By Mary Frost
Brooklyn Daily Eagle
Brooklyn 3D printer manufacturer MakerBot, headquartered in MetroTech in Downtown Brooklyn, has signed a $403 million merger agreement with a subsidiary of Stratasys Ltd. (NASDAQ: SSYS), a company specializing in professional-grade 3D printing and manufacturing. The companies announced the merger on Wednesday.
MakerBot, founded in 2009, helped develop the booming desktop 3D printing market and has built the largest installed base of 3D printers in the category. The MakerBot Replicator Desktop 3D Printer has been named Popular Mechanics’ “Overall Winner” for best 3D printer.
In the last nine months the company sold 11,000 MakerBot Replicator2 printers. Replicator2, about the size of a microwave oven, sells for $2,200 and can be used to produce almost any 3D object, from art works to belt buckles, iPhone cases, robot parts, tools or toys. (MakerBot deleted a collection of blueprints for gun components from its database after an unrelated mass shooting.)
MakerBot says that the company’s mission remains the same and they will continue to operate as a separate subsidiary within Stratasys, once the transaction is complete.
Bre Pettis, CEO and co-founder of MakerBot, will continue to lead the company. “The last couple of years have been incredibly inspiring and exciting for us,” he said in a statement. “We have an aggressive model for growth, and partnering with Stratasys will allow us to supercharge our mission to empower individuals to make things using a MakerBot, and allow us to bring 3D technology to more people. I am excited about the opportunities this combination will bring to our current and future customers.”
“It will be business as usual after the merger,” MakerBot spokesperson Jenifer Howard told the Brooklyn Eagle on Wednesday. “There will be no changes; we’re staying in Brooklyn, and management and employees are staying the same. The only difference is we’re adding resources to continue the 3D manufacturing business revolution in Brooklyn, and we’re excited about getting stronger and bigger.”
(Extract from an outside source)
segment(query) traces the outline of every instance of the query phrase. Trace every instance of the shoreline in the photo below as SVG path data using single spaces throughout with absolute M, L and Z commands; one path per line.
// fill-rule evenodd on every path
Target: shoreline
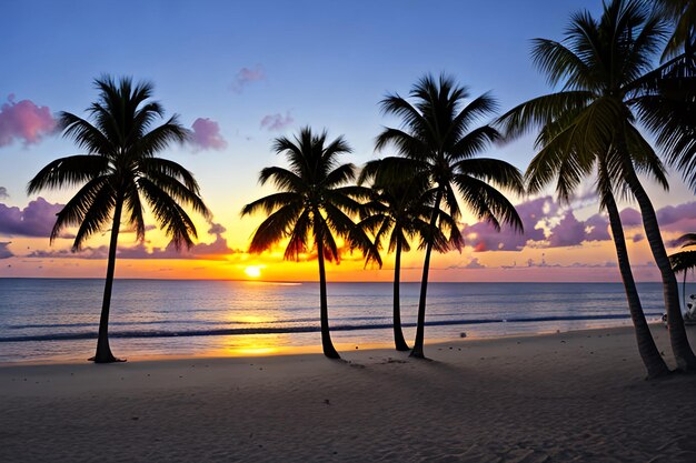
M 426 354 L 2 366 L 0 460 L 696 461 L 696 375 L 644 381 L 632 329 Z
M 655 331 L 655 329 L 657 326 L 663 326 L 662 322 L 648 322 L 648 325 L 652 328 L 652 330 Z M 491 335 L 491 336 L 465 336 L 465 338 L 460 338 L 460 339 L 434 339 L 434 340 L 426 340 L 425 345 L 426 349 L 431 349 L 432 346 L 437 348 L 438 345 L 441 344 L 469 344 L 469 343 L 475 343 L 475 342 L 496 342 L 498 340 L 507 340 L 507 339 L 528 339 L 528 338 L 543 338 L 543 336 L 550 336 L 550 335 L 561 335 L 561 334 L 571 334 L 571 333 L 597 333 L 599 334 L 600 332 L 604 331 L 613 331 L 613 330 L 617 330 L 617 332 L 622 332 L 624 330 L 629 330 L 630 332 L 633 332 L 633 326 L 598 326 L 598 328 L 583 328 L 583 329 L 578 329 L 578 330 L 568 330 L 568 331 L 559 331 L 559 330 L 555 330 L 555 331 L 546 331 L 546 332 L 538 332 L 538 333 L 523 333 L 523 334 L 497 334 L 497 335 Z M 463 331 L 463 333 L 465 333 Z M 172 339 L 176 339 L 177 336 L 172 336 Z M 95 342 L 97 341 L 96 338 L 93 340 Z M 56 340 L 56 341 L 42 341 L 42 342 L 61 342 L 60 340 Z M 358 345 L 356 345 L 356 343 L 341 343 L 341 342 L 334 342 L 334 345 L 336 346 L 337 351 L 339 352 L 339 354 L 344 355 L 344 354 L 350 354 L 355 351 L 392 351 L 398 353 L 395 349 L 394 349 L 394 344 L 391 342 L 380 342 L 380 343 L 360 343 Z M 410 345 L 410 343 L 409 343 Z M 186 355 L 186 354 L 133 354 L 133 355 L 126 355 L 125 358 L 127 359 L 127 363 L 135 363 L 135 362 L 167 362 L 167 361 L 177 361 L 177 360 L 183 360 L 183 361 L 190 361 L 190 360 L 209 360 L 209 359 L 218 359 L 218 360 L 223 360 L 223 359 L 260 359 L 260 358 L 275 358 L 275 356 L 292 356 L 292 355 L 322 355 L 321 353 L 321 345 L 320 344 L 312 344 L 312 345 L 298 345 L 298 346 L 294 346 L 294 345 L 286 345 L 286 346 L 274 346 L 272 348 L 272 352 L 268 352 L 269 349 L 266 348 L 260 348 L 258 350 L 255 349 L 248 349 L 248 350 L 242 350 L 243 352 L 240 353 L 235 353 L 235 351 L 229 352 L 226 351 L 225 354 L 220 353 L 219 351 L 212 351 L 209 354 L 192 354 L 192 355 Z M 256 352 L 255 352 L 256 351 Z M 3 368 L 9 368 L 9 366 L 21 366 L 21 365 L 34 365 L 34 366 L 39 366 L 39 365 L 79 365 L 82 363 L 92 363 L 89 362 L 87 360 L 87 356 L 89 356 L 88 354 L 90 353 L 86 352 L 84 360 L 80 360 L 80 359 L 64 359 L 64 358 L 56 358 L 56 359 L 43 359 L 43 360 L 17 360 L 17 361 L 9 361 L 9 362 L 0 362 L 0 369 Z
MakerBot’s 3D printers have an enthusiastic following among small manufacturers, engineers, designers, “makers” and build-it-yourself types. Earlier this month, crowds gathered at the MakerBot tent at the World Science Festival at MetroTech and watched as several Replicator2 3D printers molded small plastic objects and toys.
“Can I keep this?” multiple children asked Michael Curry, MakerBot’s “3D Evangelist.” Curry told the Brooklyn Eagle that sales of the hot devices “are doing well.”
Besides manufacturing 3D printers, MakerBot maintains a “3D Ecosystem” which includes Thingiverse.com, the largest collection of downloadable digital designs for making physical objects, as well as various software, supplies of the raw materials used to make objects, a retail store and more.
The companies say the merger is a stock-for-stock transaction.
The combination of the two companies, both considered industry leaders, is expected to drive faster adoption of 3D printing for multiple applications and industries, as desktop 3D printers are rapidly becoming a mainstream tool.
MakerBot reports that during the first quarter of 2013, the company generated $11.5 million in total revenue, compared to $15.7 million for all of 2012.
The merger is expected to be completed during the third quarter of 2013 and is subject to regulatory approvals.